La lumière que tu laisses venir à toi, tu es tenté de dire qu’elle n’arrive sur toi que quand tu as rejeté tes monticules d’émotions. Tu es tenté de te dire : tiens ! Voici la lumière quand en toi tu ne ressens plus d’émotions, plus de sentiments, plus âme qui vive et que tout a été éjecté, poussé dehors. Essoré. Déblayé. Evacué. Quand tu fais le compte de tes émotions évacuées, tu es tenté de croire que c’est à la faveur de ce vide interne que tu as favorisé l’entrée de la lumière dans ta vie. Eh bien ! Non. Ce n’est pas ça du tout.
On ne peut pas dire que cette lumière est ici présente quand tout est vide qui s’apprête à la recevoir. Tu ne peux pas dire que la lumière est ici en ce lieu où ne fourmillent plus les émotions.
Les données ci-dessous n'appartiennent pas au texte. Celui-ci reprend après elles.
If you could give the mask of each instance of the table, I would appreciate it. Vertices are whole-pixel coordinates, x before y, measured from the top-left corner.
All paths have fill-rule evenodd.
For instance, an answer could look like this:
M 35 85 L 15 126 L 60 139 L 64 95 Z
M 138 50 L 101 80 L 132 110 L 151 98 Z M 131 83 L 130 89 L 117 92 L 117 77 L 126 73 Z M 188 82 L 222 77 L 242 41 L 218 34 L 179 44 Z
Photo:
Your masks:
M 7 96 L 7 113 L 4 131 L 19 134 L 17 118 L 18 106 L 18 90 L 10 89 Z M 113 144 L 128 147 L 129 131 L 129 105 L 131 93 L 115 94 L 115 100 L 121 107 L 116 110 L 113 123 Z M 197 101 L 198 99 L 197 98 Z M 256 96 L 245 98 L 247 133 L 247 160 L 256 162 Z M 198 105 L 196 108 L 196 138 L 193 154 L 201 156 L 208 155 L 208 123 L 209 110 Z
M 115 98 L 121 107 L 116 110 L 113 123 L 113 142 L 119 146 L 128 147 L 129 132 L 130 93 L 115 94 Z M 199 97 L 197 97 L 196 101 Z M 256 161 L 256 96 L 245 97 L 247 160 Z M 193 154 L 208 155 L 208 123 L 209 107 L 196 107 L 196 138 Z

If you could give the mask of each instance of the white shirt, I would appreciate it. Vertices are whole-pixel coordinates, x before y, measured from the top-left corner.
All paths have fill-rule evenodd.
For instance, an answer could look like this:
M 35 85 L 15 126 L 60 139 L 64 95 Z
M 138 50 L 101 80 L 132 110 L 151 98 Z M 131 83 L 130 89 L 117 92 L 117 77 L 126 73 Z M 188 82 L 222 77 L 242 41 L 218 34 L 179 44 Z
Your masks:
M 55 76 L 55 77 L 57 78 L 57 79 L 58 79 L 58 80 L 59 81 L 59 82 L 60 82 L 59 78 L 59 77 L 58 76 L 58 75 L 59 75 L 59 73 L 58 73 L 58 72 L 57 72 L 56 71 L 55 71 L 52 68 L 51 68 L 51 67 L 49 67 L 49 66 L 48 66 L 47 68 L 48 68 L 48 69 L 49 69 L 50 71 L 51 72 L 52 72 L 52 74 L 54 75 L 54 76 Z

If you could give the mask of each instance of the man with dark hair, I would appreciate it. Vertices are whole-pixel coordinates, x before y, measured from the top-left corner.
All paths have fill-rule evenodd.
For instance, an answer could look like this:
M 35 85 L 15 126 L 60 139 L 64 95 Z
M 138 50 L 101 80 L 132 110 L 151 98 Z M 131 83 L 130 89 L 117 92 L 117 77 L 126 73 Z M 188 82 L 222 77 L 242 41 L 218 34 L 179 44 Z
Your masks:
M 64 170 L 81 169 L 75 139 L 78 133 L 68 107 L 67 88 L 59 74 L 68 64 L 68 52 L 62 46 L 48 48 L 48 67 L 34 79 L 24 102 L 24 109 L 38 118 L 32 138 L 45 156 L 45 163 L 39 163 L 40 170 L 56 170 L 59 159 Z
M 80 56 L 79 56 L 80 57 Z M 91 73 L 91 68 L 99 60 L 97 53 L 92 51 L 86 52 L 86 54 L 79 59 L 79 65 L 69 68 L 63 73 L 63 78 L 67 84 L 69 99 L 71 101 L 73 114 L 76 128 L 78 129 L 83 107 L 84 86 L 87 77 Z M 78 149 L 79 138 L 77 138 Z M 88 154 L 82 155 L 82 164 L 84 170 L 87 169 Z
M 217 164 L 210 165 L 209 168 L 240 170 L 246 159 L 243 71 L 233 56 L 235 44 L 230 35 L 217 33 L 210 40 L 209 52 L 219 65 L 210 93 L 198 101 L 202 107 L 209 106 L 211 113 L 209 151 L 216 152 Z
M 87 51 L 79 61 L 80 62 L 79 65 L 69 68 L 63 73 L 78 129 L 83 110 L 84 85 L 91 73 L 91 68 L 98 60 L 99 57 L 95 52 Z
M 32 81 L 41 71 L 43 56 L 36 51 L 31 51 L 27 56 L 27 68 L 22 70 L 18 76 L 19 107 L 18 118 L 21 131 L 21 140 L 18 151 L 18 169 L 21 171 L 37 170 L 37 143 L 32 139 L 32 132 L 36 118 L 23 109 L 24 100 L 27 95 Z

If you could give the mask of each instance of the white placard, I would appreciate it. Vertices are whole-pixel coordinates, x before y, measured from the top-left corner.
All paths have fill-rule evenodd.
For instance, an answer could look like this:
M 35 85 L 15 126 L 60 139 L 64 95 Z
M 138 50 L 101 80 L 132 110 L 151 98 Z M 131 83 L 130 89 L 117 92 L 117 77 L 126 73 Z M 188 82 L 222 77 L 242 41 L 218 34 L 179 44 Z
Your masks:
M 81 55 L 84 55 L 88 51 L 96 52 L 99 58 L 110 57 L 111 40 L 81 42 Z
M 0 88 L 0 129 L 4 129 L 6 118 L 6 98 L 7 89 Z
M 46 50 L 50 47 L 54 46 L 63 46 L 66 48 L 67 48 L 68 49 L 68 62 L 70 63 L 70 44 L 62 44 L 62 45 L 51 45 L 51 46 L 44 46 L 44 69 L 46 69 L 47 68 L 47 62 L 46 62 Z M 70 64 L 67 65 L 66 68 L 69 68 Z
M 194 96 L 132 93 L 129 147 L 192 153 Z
Pas plus que tu ne peux dire qu’elle est là absente sous prétexte que là, tu es sujette encore à des émotions.
Si tu veux une image simple de cette immersion dans la lumière : c’est un lieu où la pelouse ne trahit plus rien. Il n’y a pas trace de taupe active. Il n’y a pas trace de taupe inactive. Et pourtant toute lumière est présente, en surabondance, dans un cas comme dans l’autre.
Qu’il y ait taupe active ou qu’il y ait taupe inactive, qu’il y ait motte ou qu’il n’y ait pas motte, la lumière n’en est pas altérée. Il n’est aucun besoin de croire que la taupe gagne son éveil à force de gratter sa terre, plus l’évacuer par le haut. L’état de lumière intégrale est toujours présent. Et même, écoute bien, si aucune taupe ne vit ce bain de lumière, la Présence plane sur le jardin.
J’ai senti que Lionelle, décidemment trop bavarde, ne s’arrêterait pas si je n’y mettais le jolà. Je la laissais sur sa motte, pour elle bateau ivre, pour moi pleine du sens qu’elle dépareillait ma pelouse. J’étais entier dans ma dérobade. Je la plantais, là où elle était.
Je la laissais vivre sa myopie. Enivrée de lumière, elle ne se voyait plus.